Esta devoção a Nossa Senhora, com o título de Auxiliadora dos cristãos, foi muito difundida por Dom Bosco. O Santo tinha uma particular devoção a Maria, consagrou-se a ela pelo método de São Luís Maria Grignion de Montfort e recomendou aos filhos espirituais que se consagrassem a ela. Esta devoção foi transmitida não somente à família salesiana, mas também a todos que se aproximavam dele.

Percebe-se que sua devoção a Nossa Senhora Auxiliadora tem uma íntima ligação com o "Tratado da Verdadeira Devoção à Santíssima Virgem". Dom Bosco falava da Virgem como mãe amorosa, que cuida de cada um de seus filhos, ajudando-os em todas as suas dificuldades. Porém, não deixa de alertá-los de um grande perigo para suas almas: "Maria Santíssima não quer a devoção daqueles que querem continuar vivendo em pecado".

Dizer que Nossa Senhora não quer a devoção de quem quer continuar no pecado é uma afirmação muito dura. Afinal, quem de nós pode se dizer santo? Mas, o que Dom Bosco nos chama atenção por estas palavras é que não podemos dize que somos devotos da Virgem Maria e não viver uma busca pela santidade. O Santo chega a dizer que: "Maria Santíssima Imaculada odeia tudo aquilo que é contrário a pureza".

Como verdadeiros devotos da Virgem Maria, somos chamados a lutar para sermos fiéis às nossas promessas do batismo, renunciar ao mal e ao pecado.
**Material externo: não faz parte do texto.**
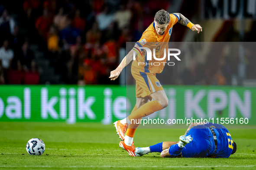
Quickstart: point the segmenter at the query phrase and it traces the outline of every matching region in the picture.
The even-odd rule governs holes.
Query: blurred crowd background
[[[126,42],[138,41],[153,21],[156,13],[162,9],[169,13],[180,13],[203,28],[198,34],[177,23],[170,41],[255,41],[256,6],[250,9],[249,5],[247,13],[247,7],[243,6],[248,6],[249,1],[229,0],[233,3],[227,7],[220,3],[223,1],[228,2],[2,1],[0,84],[125,85],[125,78],[110,81],[110,72],[127,53]],[[231,85],[234,79],[238,85],[255,82],[256,57],[250,48],[243,51],[235,57],[190,59],[192,64],[184,63],[181,69],[172,70],[169,83]],[[211,67],[213,63],[214,66]]]

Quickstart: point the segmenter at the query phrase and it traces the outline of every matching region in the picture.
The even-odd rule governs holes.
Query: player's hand
[[[193,25],[191,28],[191,29],[193,31],[197,31],[198,33],[199,33],[200,31],[203,31],[203,28],[199,24],[196,24],[195,25]]]
[[[120,75],[121,71],[121,70],[117,68],[115,70],[111,71],[110,72],[110,76],[109,78],[111,80],[115,80],[116,79],[117,79],[117,77],[118,77]]]

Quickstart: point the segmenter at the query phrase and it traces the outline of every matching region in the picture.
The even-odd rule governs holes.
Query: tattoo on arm
[[[187,18],[185,17],[184,16],[180,13],[173,13],[175,15],[179,17],[179,20],[178,22],[183,25],[187,26],[188,24],[190,22],[190,21],[188,20]]]

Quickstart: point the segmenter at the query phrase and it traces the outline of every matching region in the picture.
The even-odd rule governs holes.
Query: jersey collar
[[[156,31],[156,28],[155,28],[155,22],[153,22],[153,26],[154,27],[154,28],[155,29],[155,31]],[[164,32],[163,32],[163,33],[162,34],[161,34],[161,35],[163,35],[165,33],[165,31],[164,31]]]

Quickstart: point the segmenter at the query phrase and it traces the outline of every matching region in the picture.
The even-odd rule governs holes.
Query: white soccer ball
[[[27,143],[26,150],[30,155],[41,155],[45,150],[45,145],[40,139],[32,138]]]

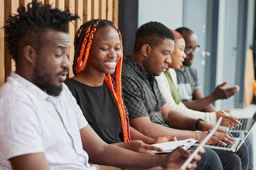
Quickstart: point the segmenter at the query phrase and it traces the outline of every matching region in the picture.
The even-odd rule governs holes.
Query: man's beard
[[[41,73],[38,68],[36,66],[33,73],[33,79],[36,84],[49,95],[58,96],[62,91],[62,84],[60,86],[53,84],[51,82],[52,75],[49,72]]]

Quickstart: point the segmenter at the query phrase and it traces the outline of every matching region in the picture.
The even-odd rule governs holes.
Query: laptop
[[[250,124],[250,126],[249,128],[249,129],[247,131],[245,131],[245,132],[246,132],[246,134],[245,134],[245,137],[243,138],[240,138],[238,137],[235,137],[235,139],[236,140],[236,142],[235,144],[233,145],[230,145],[229,144],[227,144],[226,146],[221,145],[218,144],[211,144],[210,145],[209,144],[205,144],[204,146],[213,149],[218,150],[226,150],[227,151],[232,152],[236,152],[238,150],[238,149],[240,148],[242,144],[245,141],[245,140],[247,137],[248,136],[249,134],[251,133],[251,132],[252,130],[254,127],[255,126],[255,122],[256,121],[256,113],[254,114],[253,116],[251,117],[251,120],[250,121],[250,123],[249,124]],[[242,123],[243,124],[243,123]],[[240,131],[241,132],[241,131]],[[198,144],[197,143],[195,143],[193,144],[193,146],[198,146]]]
[[[256,112],[251,117],[240,117],[237,119],[242,124],[242,125],[236,126],[234,128],[229,128],[229,131],[230,132],[247,132],[255,121],[256,119]]]
[[[201,142],[200,144],[198,144],[198,146],[196,149],[195,150],[194,152],[193,152],[189,157],[188,159],[183,163],[182,166],[180,167],[180,169],[182,170],[185,169],[186,167],[189,163],[193,159],[195,155],[195,154],[197,154],[199,150],[200,150],[201,148],[204,146],[205,143],[208,141],[208,140],[209,140],[211,137],[217,129],[219,127],[222,119],[222,117],[220,117],[216,123],[215,125],[214,125],[214,126],[213,126],[211,130],[210,131],[210,132],[208,133],[204,139]]]

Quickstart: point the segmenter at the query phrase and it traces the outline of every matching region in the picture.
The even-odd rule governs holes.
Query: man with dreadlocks
[[[155,77],[166,71],[171,62],[174,40],[170,29],[157,22],[146,23],[138,29],[132,54],[124,57],[123,62],[124,103],[131,126],[144,135],[153,138],[175,136],[178,140],[192,137],[200,142],[213,125],[173,110],[161,94]],[[195,131],[200,130],[202,131]],[[234,141],[230,132],[219,128],[207,143],[225,146]],[[223,168],[213,169],[247,170],[248,149],[244,144],[235,153],[216,151]],[[204,156],[211,159],[206,151],[198,162],[198,168],[209,166],[202,161]],[[206,161],[209,161],[207,157]]]
[[[85,22],[76,33],[74,46],[73,69],[75,75],[64,83],[89,124],[103,140],[150,154],[149,149],[163,150],[152,148],[153,146],[140,141],[131,141],[130,138],[141,139],[148,144],[176,139],[175,137],[166,136],[155,140],[130,128],[121,88],[122,38],[114,23],[105,20]]]
[[[89,157],[95,163],[126,168],[180,167],[190,155],[181,147],[165,155],[139,153],[106,144],[88,124],[63,83],[70,66],[68,24],[77,15],[37,0],[29,3],[27,11],[24,6],[17,11],[4,27],[16,64],[0,88],[4,170],[99,170],[88,163]],[[200,159],[196,155],[187,169],[194,169]]]

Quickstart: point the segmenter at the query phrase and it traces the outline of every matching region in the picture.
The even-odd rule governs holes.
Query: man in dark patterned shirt
[[[192,137],[200,142],[213,125],[173,110],[160,92],[155,79],[155,76],[165,71],[171,62],[170,55],[174,46],[172,33],[162,24],[151,22],[138,29],[135,39],[131,55],[124,57],[122,71],[124,102],[131,126],[153,138],[175,136],[178,140]],[[231,120],[230,123],[234,121]],[[170,128],[171,125],[172,128]],[[197,130],[202,131],[194,131]],[[220,128],[218,131],[208,144],[234,143],[234,139],[229,132]],[[224,169],[247,169],[248,150],[244,144],[242,147],[235,153],[215,151]],[[205,155],[208,154],[207,157],[211,159],[209,152],[212,151],[209,150],[207,150]],[[206,163],[209,160],[204,155],[201,161]],[[198,168],[206,169],[203,164],[198,163]]]

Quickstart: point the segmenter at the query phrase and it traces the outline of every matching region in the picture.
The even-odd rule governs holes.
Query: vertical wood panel
[[[69,9],[71,13],[75,13],[75,1],[74,0],[65,0],[65,9]],[[69,69],[68,78],[70,78],[74,76],[72,70],[72,64],[74,60],[74,40],[75,35],[75,26],[74,23],[69,23],[69,34],[71,38],[71,47],[70,49],[69,60],[70,63],[70,66]]]
[[[75,1],[75,13],[77,14],[80,17],[80,19],[76,20],[75,22],[75,33],[76,32],[81,25],[83,23],[83,1],[81,0],[76,0]]]
[[[61,11],[63,11],[65,9],[65,0],[56,0],[55,6]]]
[[[83,23],[92,19],[92,0],[84,0]]]
[[[4,0],[0,0],[0,6],[4,7]],[[2,10],[1,10],[2,9]],[[4,9],[0,9],[0,28],[4,24]],[[4,29],[0,29],[0,86],[4,83]]]
[[[118,25],[118,6],[119,0],[114,0],[113,4],[113,22],[116,25]]]
[[[107,0],[107,20],[113,21],[113,0]]]
[[[92,17],[93,19],[99,18],[99,0],[92,0]]]
[[[56,1],[55,0],[46,0],[46,4],[50,4],[54,8],[56,7]]]
[[[107,1],[100,0],[99,1],[99,17],[103,20],[107,19]]]

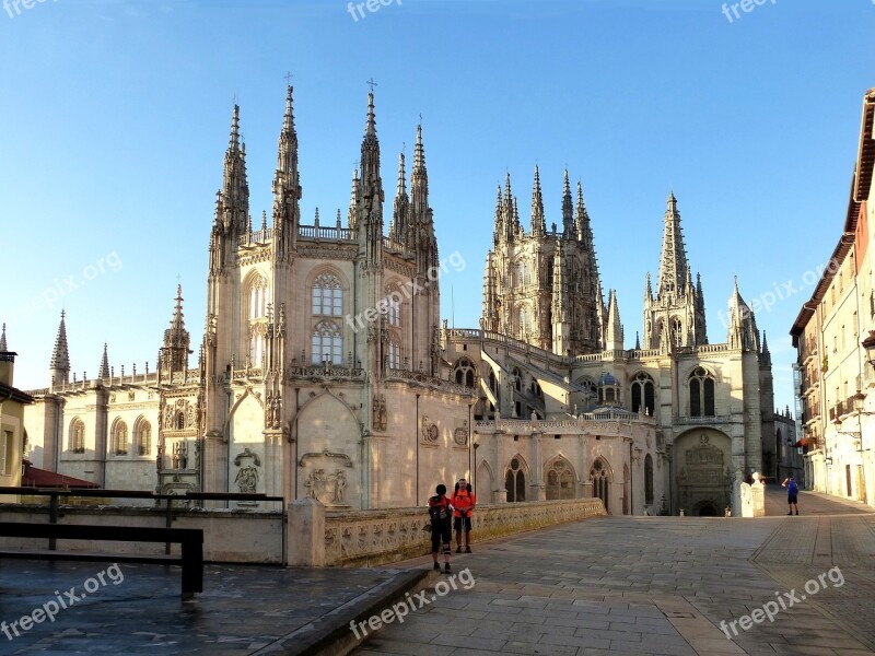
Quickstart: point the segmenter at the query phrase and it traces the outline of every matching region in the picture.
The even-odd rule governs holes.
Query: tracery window
[[[714,378],[704,367],[697,367],[689,378],[690,417],[714,417]]]
[[[322,273],[313,282],[313,315],[335,316],[343,314],[343,289],[334,273]]]
[[[319,321],[313,329],[312,353],[313,364],[329,362],[335,365],[342,363],[343,353],[340,328],[334,321]]]
[[[655,389],[653,378],[644,372],[640,372],[632,379],[632,412],[643,411],[653,417],[656,400]]]
[[[81,419],[74,419],[70,429],[70,450],[74,454],[85,453],[85,424]]]

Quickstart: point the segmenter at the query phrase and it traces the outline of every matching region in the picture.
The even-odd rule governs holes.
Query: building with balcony
[[[875,370],[863,339],[875,328],[873,114],[866,92],[848,209],[836,247],[791,328],[808,485],[875,505]],[[837,231],[838,232],[838,231]]]
[[[406,165],[401,154],[384,230],[369,94],[346,221],[317,210],[304,224],[289,87],[272,222],[262,212],[254,227],[234,107],[197,366],[180,289],[152,371],[117,373],[105,348],[97,376],[77,379],[62,315],[50,385],[27,411],[34,465],[104,488],[338,508],[420,505],[467,476],[488,502],[599,496],[617,514],[722,515],[774,435],[771,361],[737,283],[726,341],[709,343],[674,194],[655,291],[646,278],[644,344],[627,349],[567,173],[561,229],[549,231],[538,171],[529,231],[508,176],[480,327],[448,328],[440,277],[457,265],[438,256],[421,126],[409,178]]]

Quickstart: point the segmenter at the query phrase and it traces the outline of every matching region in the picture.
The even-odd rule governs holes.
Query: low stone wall
[[[290,506],[290,522],[295,515],[294,505]],[[606,514],[600,499],[478,505],[472,517],[472,539],[479,543]],[[313,562],[301,564],[380,565],[428,553],[431,531],[425,508],[329,512],[325,514],[324,557],[313,554]]]

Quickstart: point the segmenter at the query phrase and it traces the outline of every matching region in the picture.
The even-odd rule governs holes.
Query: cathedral
[[[106,489],[331,508],[422,505],[467,476],[481,503],[598,496],[611,514],[722,515],[774,434],[771,362],[737,284],[726,341],[709,343],[675,196],[643,347],[627,350],[568,172],[549,230],[537,167],[527,231],[510,175],[499,187],[480,326],[451,329],[421,126],[409,178],[406,166],[401,154],[384,229],[372,92],[346,222],[338,210],[304,224],[288,87],[271,221],[256,229],[235,106],[196,358],[179,288],[153,371],[116,372],[104,349],[97,376],[77,379],[62,313],[49,386],[28,393],[26,457]]]

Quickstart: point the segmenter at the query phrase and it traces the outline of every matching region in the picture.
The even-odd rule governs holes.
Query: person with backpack
[[[444,572],[450,574],[450,555],[452,553],[451,541],[453,539],[453,504],[446,497],[446,485],[441,483],[434,491],[436,494],[429,497],[429,517],[431,518],[431,557],[434,560],[434,569],[441,571],[438,563],[438,549],[443,542],[444,549]]]
[[[788,515],[793,514],[793,506],[796,506],[796,515],[800,514],[800,504],[798,502],[798,494],[800,494],[800,487],[796,484],[796,481],[793,480],[792,476],[789,476],[784,479],[784,482],[781,483],[784,488],[786,488],[786,504],[790,512]]]
[[[465,553],[471,552],[471,513],[476,500],[471,492],[471,484],[464,478],[458,479],[456,489],[451,499],[455,514],[456,553],[462,553],[462,525],[465,524]]]

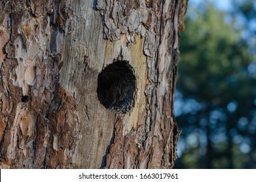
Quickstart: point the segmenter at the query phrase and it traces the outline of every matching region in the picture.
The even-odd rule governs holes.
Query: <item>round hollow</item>
[[[98,98],[106,109],[125,114],[134,105],[135,77],[127,61],[107,65],[98,77]]]

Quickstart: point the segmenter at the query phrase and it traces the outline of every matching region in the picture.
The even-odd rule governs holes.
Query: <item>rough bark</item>
[[[0,165],[170,168],[186,1],[0,2]],[[106,109],[98,74],[126,60],[129,112]]]

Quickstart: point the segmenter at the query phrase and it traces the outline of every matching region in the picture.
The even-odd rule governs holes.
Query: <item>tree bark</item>
[[[1,1],[1,168],[172,168],[186,2]],[[103,79],[135,84],[109,93],[132,93],[122,108],[99,96],[99,74],[117,62],[134,75],[113,64]]]

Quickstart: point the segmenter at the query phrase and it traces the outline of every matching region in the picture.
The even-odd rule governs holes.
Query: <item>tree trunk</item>
[[[0,3],[4,168],[170,168],[184,0]]]

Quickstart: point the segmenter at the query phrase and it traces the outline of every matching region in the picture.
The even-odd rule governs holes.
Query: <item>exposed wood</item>
[[[172,168],[182,1],[1,1],[1,167]],[[136,79],[123,114],[97,96],[115,60]]]

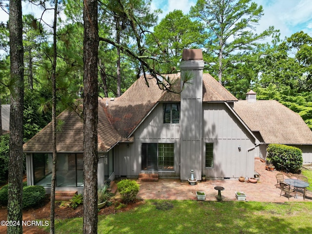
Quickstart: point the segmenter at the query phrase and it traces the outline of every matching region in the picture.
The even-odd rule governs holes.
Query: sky
[[[258,33],[273,26],[279,29],[281,39],[290,37],[301,30],[312,37],[312,4],[311,0],[254,0],[258,5],[262,5],[264,15],[257,27]],[[196,4],[196,0],[152,0],[152,10],[161,9],[162,13],[158,16],[159,20],[168,13],[175,9],[181,10],[183,13],[189,12],[192,6]],[[23,2],[23,13],[35,12],[38,17],[39,11],[36,11],[29,3]],[[51,16],[50,16],[51,17]],[[49,17],[49,16],[47,16]],[[0,21],[6,21],[8,16],[0,12]],[[51,22],[51,20],[47,20]]]
[[[152,0],[152,9],[161,9],[159,19],[175,9],[188,13],[196,0]],[[258,33],[273,26],[279,29],[280,38],[290,37],[300,31],[312,37],[312,4],[311,0],[254,0],[263,8],[264,15],[256,28]]]

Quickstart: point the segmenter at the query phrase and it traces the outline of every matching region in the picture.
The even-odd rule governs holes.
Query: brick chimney
[[[191,177],[201,179],[202,167],[202,52],[201,49],[185,49],[180,63],[181,93],[180,177],[182,180]],[[185,82],[185,79],[188,81]]]

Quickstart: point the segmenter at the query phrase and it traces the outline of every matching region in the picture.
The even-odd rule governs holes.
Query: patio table
[[[284,181],[287,184],[294,187],[295,189],[296,188],[300,188],[302,189],[304,189],[304,190],[306,189],[306,188],[309,187],[310,185],[309,183],[304,181],[303,180],[301,180],[298,179],[285,179],[284,180]],[[302,190],[301,190],[302,191]],[[297,192],[297,190],[296,190],[296,192]],[[300,192],[300,190],[298,192]],[[304,193],[303,194],[304,198]],[[297,195],[296,194],[295,194],[295,197],[297,198]]]

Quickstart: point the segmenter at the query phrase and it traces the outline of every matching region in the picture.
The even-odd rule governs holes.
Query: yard
[[[311,233],[311,202],[148,200],[99,216],[102,234]],[[56,233],[80,234],[82,218],[57,222]]]

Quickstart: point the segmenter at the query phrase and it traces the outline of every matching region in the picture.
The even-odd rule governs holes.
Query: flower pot
[[[102,209],[106,205],[106,201],[98,204],[98,209]]]
[[[239,201],[244,201],[246,200],[246,194],[243,192],[235,192],[235,196]]]
[[[258,180],[255,178],[249,178],[248,181],[251,183],[255,183],[258,182]]]
[[[245,182],[245,177],[243,177],[243,176],[240,176],[239,178],[238,178],[238,180],[240,182]]]
[[[205,200],[206,199],[206,194],[203,191],[196,191],[196,195],[197,200]]]

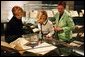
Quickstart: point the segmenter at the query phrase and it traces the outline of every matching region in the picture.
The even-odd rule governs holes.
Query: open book
[[[34,48],[26,45],[26,43],[29,43],[29,41],[27,41],[25,38],[18,38],[17,40],[15,40],[14,42],[11,42],[10,44],[1,41],[2,46],[16,49],[19,51],[20,54],[23,54],[25,51],[27,51],[27,52],[32,52],[35,54],[45,55],[46,53],[57,48],[46,42],[43,42],[37,46],[34,46]]]

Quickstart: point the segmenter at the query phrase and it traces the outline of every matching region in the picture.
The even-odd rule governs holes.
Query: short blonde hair
[[[12,13],[13,13],[14,16],[15,16],[16,14],[18,14],[19,11],[21,11],[21,12],[23,13],[23,9],[22,9],[21,7],[19,7],[19,6],[14,6],[14,7],[12,8]]]

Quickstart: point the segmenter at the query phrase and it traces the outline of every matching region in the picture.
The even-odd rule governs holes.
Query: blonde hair
[[[14,16],[15,16],[16,14],[19,14],[19,12],[22,12],[22,13],[23,13],[23,9],[22,9],[21,7],[19,7],[19,6],[14,6],[14,7],[12,8],[12,13],[13,13]]]
[[[41,13],[41,15],[40,15],[40,13]],[[48,18],[47,12],[44,11],[44,10],[40,10],[40,11],[38,12],[38,14],[37,14],[37,19],[40,20],[40,18],[42,17],[42,15],[45,15],[45,16],[46,16],[46,19]],[[45,19],[45,20],[46,20],[46,19]]]

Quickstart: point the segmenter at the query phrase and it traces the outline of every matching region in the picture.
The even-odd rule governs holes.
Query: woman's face
[[[58,5],[58,12],[62,14],[64,12],[64,7],[62,5]]]
[[[16,10],[15,16],[17,19],[21,19],[23,16],[23,12],[21,10]]]

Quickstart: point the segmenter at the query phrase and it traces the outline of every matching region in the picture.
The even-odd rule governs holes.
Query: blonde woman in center
[[[42,31],[43,36],[47,39],[51,39],[54,34],[53,24],[48,19],[47,12],[40,10],[37,15],[38,28]],[[39,34],[42,34],[41,31]],[[40,37],[42,39],[42,36]]]

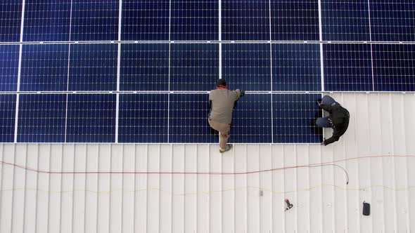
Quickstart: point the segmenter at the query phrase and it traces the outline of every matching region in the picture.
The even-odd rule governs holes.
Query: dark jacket
[[[331,138],[324,140],[325,145],[338,141],[340,137],[346,133],[349,126],[349,112],[339,104],[331,105],[320,105],[324,110],[328,112],[328,120],[332,122],[333,135]]]

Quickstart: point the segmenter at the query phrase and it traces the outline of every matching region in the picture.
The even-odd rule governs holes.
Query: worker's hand
[[[321,142],[321,145],[326,146],[326,138],[323,138],[323,142]]]

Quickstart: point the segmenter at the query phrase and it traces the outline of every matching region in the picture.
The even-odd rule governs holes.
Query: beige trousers
[[[225,149],[226,147],[226,143],[228,142],[228,139],[229,139],[231,124],[215,122],[210,119],[209,119],[209,124],[210,125],[210,127],[212,127],[213,129],[219,131],[219,146],[220,147],[221,149]]]

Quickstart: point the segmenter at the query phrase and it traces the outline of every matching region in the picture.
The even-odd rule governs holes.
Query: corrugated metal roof
[[[0,232],[414,231],[415,94],[331,95],[351,119],[327,147],[0,145]],[[333,161],[348,185],[337,166],[282,168]],[[167,173],[117,173],[137,171]]]

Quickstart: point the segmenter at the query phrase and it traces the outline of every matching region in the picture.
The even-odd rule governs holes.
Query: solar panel
[[[373,91],[370,44],[324,44],[323,51],[325,91]]]
[[[72,0],[70,40],[118,39],[117,0]]]
[[[270,94],[245,95],[236,104],[231,142],[272,142]]]
[[[216,143],[224,78],[231,142],[314,143],[321,92],[415,91],[411,1],[24,3],[0,3],[0,142]]]
[[[65,142],[65,94],[20,95],[19,142]]]
[[[115,142],[115,94],[68,95],[66,142]]]
[[[322,114],[317,102],[321,98],[321,94],[274,94],[274,142],[321,142],[322,130],[314,124]]]
[[[369,2],[373,41],[415,41],[414,1],[371,0]]]
[[[375,91],[415,91],[415,45],[374,44]]]
[[[222,0],[222,32],[224,41],[269,40],[269,0]]]
[[[0,91],[16,91],[19,46],[0,45]]]
[[[208,94],[171,94],[169,106],[169,142],[212,143],[217,133],[208,123]]]
[[[120,95],[119,142],[168,142],[168,94]]]
[[[318,44],[272,45],[272,91],[321,91]]]
[[[210,90],[219,75],[219,45],[173,44],[170,50],[170,90]]]
[[[217,1],[171,0],[170,11],[170,40],[218,40]]]
[[[370,41],[369,1],[321,0],[323,39]]]
[[[318,41],[317,1],[270,0],[274,41]]]
[[[23,45],[20,91],[68,89],[68,44]]]
[[[20,41],[22,0],[2,0],[0,2],[0,41]]]
[[[14,142],[16,95],[0,95],[0,142]]]
[[[118,46],[70,46],[68,91],[116,91]]]
[[[168,91],[169,53],[167,44],[122,44],[120,90]]]
[[[223,78],[234,88],[271,91],[270,50],[268,44],[222,45]]]
[[[70,5],[71,0],[26,1],[23,41],[69,41]]]
[[[170,0],[122,1],[123,41],[168,41]]]

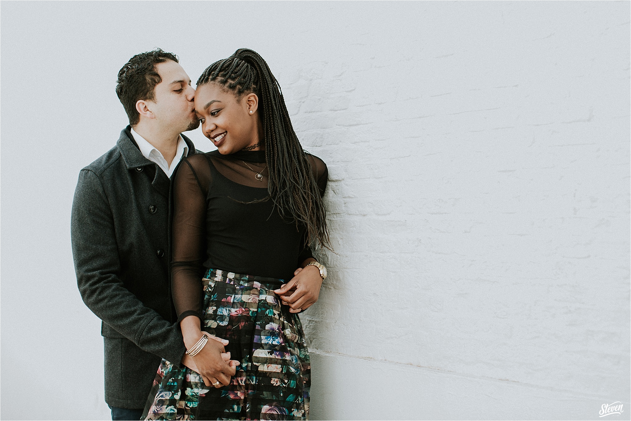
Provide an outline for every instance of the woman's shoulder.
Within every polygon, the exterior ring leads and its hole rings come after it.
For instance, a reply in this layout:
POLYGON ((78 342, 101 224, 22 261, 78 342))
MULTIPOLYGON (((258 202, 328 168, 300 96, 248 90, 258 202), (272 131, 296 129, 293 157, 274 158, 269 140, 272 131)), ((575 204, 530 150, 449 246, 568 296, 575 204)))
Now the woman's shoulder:
POLYGON ((324 163, 324 161, 321 158, 316 157, 312 153, 309 153, 306 151, 305 151, 305 155, 306 155, 307 159, 311 163, 311 167, 314 169, 316 179, 320 178, 322 174, 328 172, 326 163, 324 163))

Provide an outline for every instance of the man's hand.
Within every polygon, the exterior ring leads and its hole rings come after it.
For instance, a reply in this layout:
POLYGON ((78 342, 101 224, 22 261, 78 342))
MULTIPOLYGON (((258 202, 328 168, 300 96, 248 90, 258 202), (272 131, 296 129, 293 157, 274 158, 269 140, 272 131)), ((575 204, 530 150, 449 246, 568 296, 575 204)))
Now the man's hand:
MULTIPOLYGON (((214 338, 206 332, 203 333, 214 338)), ((237 372, 239 362, 230 360, 230 353, 225 352, 223 343, 227 345, 228 341, 217 340, 209 340, 199 353, 191 359, 197 369, 195 371, 201 374, 204 384, 221 388, 230 384, 230 377, 237 372)))
MULTIPOLYGON (((192 357, 193 362, 191 365, 195 365, 195 371, 201 374, 204 384, 206 386, 214 386, 215 388, 228 386, 230 382, 230 377, 237 372, 235 367, 239 363, 238 361, 230 362, 230 354, 228 354, 228 362, 227 363, 221 354, 227 353, 223 347, 228 345, 228 341, 214 336, 208 332, 202 332, 200 324, 199 318, 195 316, 186 317, 180 322, 186 349, 189 350, 194 347, 203 335, 213 340, 209 339, 199 353, 192 357)), ((189 365, 187 367, 191 368, 189 365)))
MULTIPOLYGON (((214 339, 216 341, 219 341, 221 343, 221 344, 224 347, 226 346, 226 345, 227 345, 228 343, 228 342, 227 340, 226 340, 225 339, 221 339, 220 338, 217 338, 215 335, 211 335, 210 333, 208 333, 208 332, 204 332, 204 334, 206 335, 206 336, 208 336, 209 338, 210 338, 211 339, 214 339)), ((228 365, 230 365, 230 367, 236 367, 237 365, 239 365, 240 364, 240 363, 239 363, 239 361, 237 361, 236 360, 231 360, 230 359, 230 352, 223 352, 223 353, 221 353, 221 359, 223 360, 224 361, 225 361, 226 363, 227 363, 228 365)), ((182 364, 183 365, 186 365, 186 367, 189 367, 189 369, 191 369, 191 370, 192 370, 195 372, 198 372, 198 373, 199 372, 199 369, 198 369, 197 365, 195 364, 195 360, 193 359, 193 357, 191 357, 190 355, 189 355, 185 353, 184 357, 182 357, 182 364)), ((202 377, 204 377, 204 376, 202 376, 202 377)), ((206 379, 204 379, 204 383, 206 382, 206 381, 205 381, 206 380, 208 380, 208 377, 206 377, 206 379)))
POLYGON ((293 278, 274 292, 278 294, 281 302, 289 305, 290 312, 297 313, 311 307, 320 295, 322 276, 313 265, 298 268, 293 278))

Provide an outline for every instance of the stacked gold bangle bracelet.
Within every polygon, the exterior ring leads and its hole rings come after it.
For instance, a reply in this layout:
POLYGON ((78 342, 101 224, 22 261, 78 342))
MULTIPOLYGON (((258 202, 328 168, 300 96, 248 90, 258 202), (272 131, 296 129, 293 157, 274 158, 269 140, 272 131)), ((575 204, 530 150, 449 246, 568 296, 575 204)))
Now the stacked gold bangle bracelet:
POLYGON ((186 354, 190 355, 191 357, 194 357, 195 355, 199 353, 199 351, 201 351, 202 348, 206 345, 206 342, 208 341, 208 335, 202 335, 201 338, 198 341, 193 347, 189 350, 186 350, 186 354))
Este é o cerne do método de consagração do Tratado. Ao nos consagrar a Maria por esse método, fazemos o compromisso de viver com fidelidade uma vida cristã autentica e recebemos da Virgem um auxílio maior. Isso acontece porque por esta consagração somos mais dóceis a ela e ao Espírito Santo, modelados à imagem de Jesus Cristo.

Assim, sendo verdadeiros devotos de Nossa Senhora, Auxiliadora dos cristãos, alcançaremos cada vez a semelhança de Jesus Cristo, que é o fim último da consagração a Maria e também de nossas vidas. Que Nossa Senhora Auxiliadora seja sempre o nosso auxílio, especialmente nos momentos de dificuldade, na luta contra o pecado e na busca pelo Reino de Jesus Cristo. Este Reino virá, em sua plenitude, quanto acontecer o Reino da Virgem Maria. Como consagrado a ela, somos chamados a ser seus apóstolos, para que apressemos a vinda de Nosso Senhor Jesus Cristo.


ORAÇÃO A NOSSA SENHORA AUXILIADORA, PROTETORA DO LAR

Santíssima Virgem Maria a quem Deus constituiu Auxiliadora dos Cristãos, 
nós vos escolhemos como Senhora e Protetora desta casa.
Dignai-vos mostrar aqui Vosso auxílio
Preservai esta casa de todo perigo: do incêndio, da inundação, do raio, das tempestades, dos ladrões, dos malfeitores, da guerra e de todas as outras calamidades que conheceis.
Abençoai, protegei, defendei, guardai como coisa vossa as pessoas que vivem nesta casa.
Sobretudo concedei-lhes a graça mais importante, 
a de viverem sempre na amizade de Deus, evitando o pecado.
Dai-lhes a fé que tivestes na Palavra de Deus, e o amor que nutristes para com Vosso Filho Jesus
e para com todos aqueles pelos quais Ele morreu na cruz.
Maria, Auxílio dos Cristãos, rogai por todos que moram nesta casa que Vos foi consagrada.
Amém. 

Fonte: Canção Nova

Nossa Senhora Auxiliadora, rogai por nós!